What are you: German or Turkish?
A fundamental change in Germany’s integration policies might soon make it possible to answer: Both.
Until now, New Europeans with Turkish parents born in Germany had to decide on which nationality they wanted to possess: either German or Turkish. Having a dual citizenship was not possible.
Hans-Peter Friedrich, member of the Christian Social Union in Bavaria (CSU), and executing German Minister of Internal Affairs, argued that a dual passport would threaten the German identity and that one would have to “earn” the German citizenship.
That he is referring especially to New Europeans with a Turkish background, is no secret: “If we give millions of people a dual citizenship, which they will pass on, we will have a constant Turkish minority in Germany.”(Berliner Zeitung)
Since the reforms by the former Government of the Social Democrats and Greens in 2000, children of migrants can keep both citizenships, but between the ages of 18 and 23, they have to decide for one.
However, the obligation to choose does not apply for all migrants, but only for those originating from certain countries, including Turkey, Serbia and Bosnia. People coming from the European Union, for example, are generally allowed a double citizenship.

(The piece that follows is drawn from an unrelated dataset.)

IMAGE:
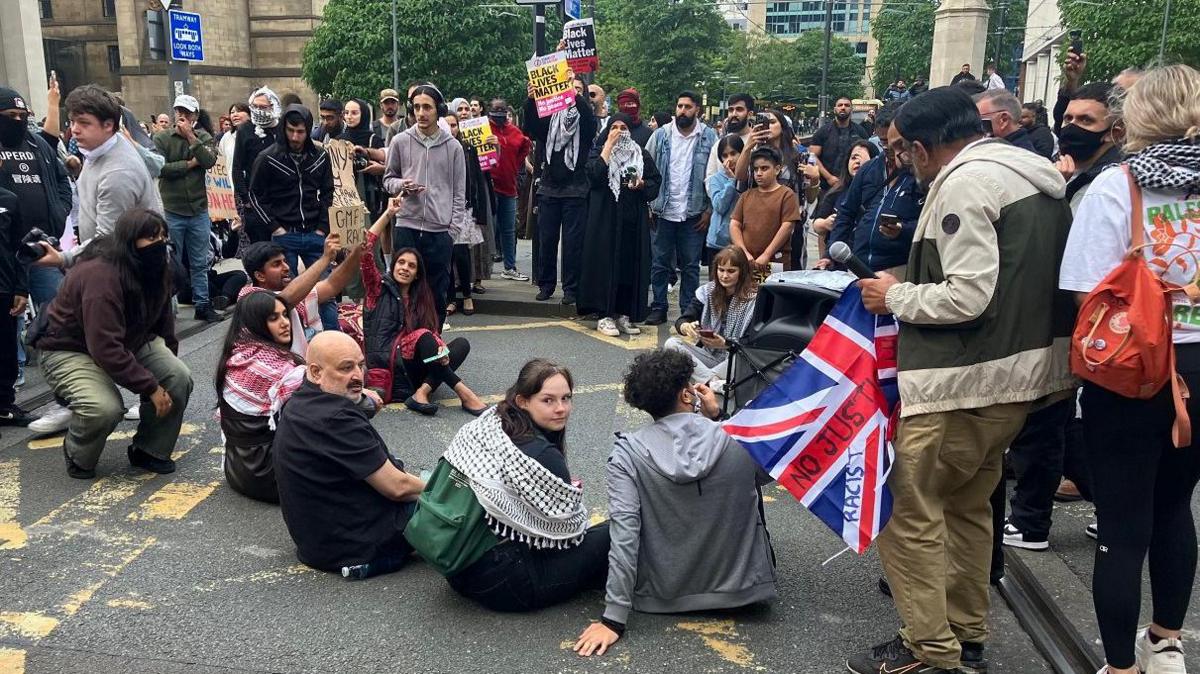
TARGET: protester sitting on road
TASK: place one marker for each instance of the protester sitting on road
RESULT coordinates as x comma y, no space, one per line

During the current coalition talks, the Social Democrats (SPD) made implementation of a dual citizenship a key demand for forming a government with Merkel’s centre-right CDU/CSU.
That the SPD triumphed on imposing their claim, is great news to all, especially to the many New Europeans living in Germany. In times of changing demographics in Europe, many countries are in need to attract more immigration, and a double citizenship is an important factor.
It will set a strong signal that possessing a dual identity does not exclude you from being German or European. Because particularly this combination of our different cultures creates and enforces our European society, based on the values of diversity, tolerance and openness.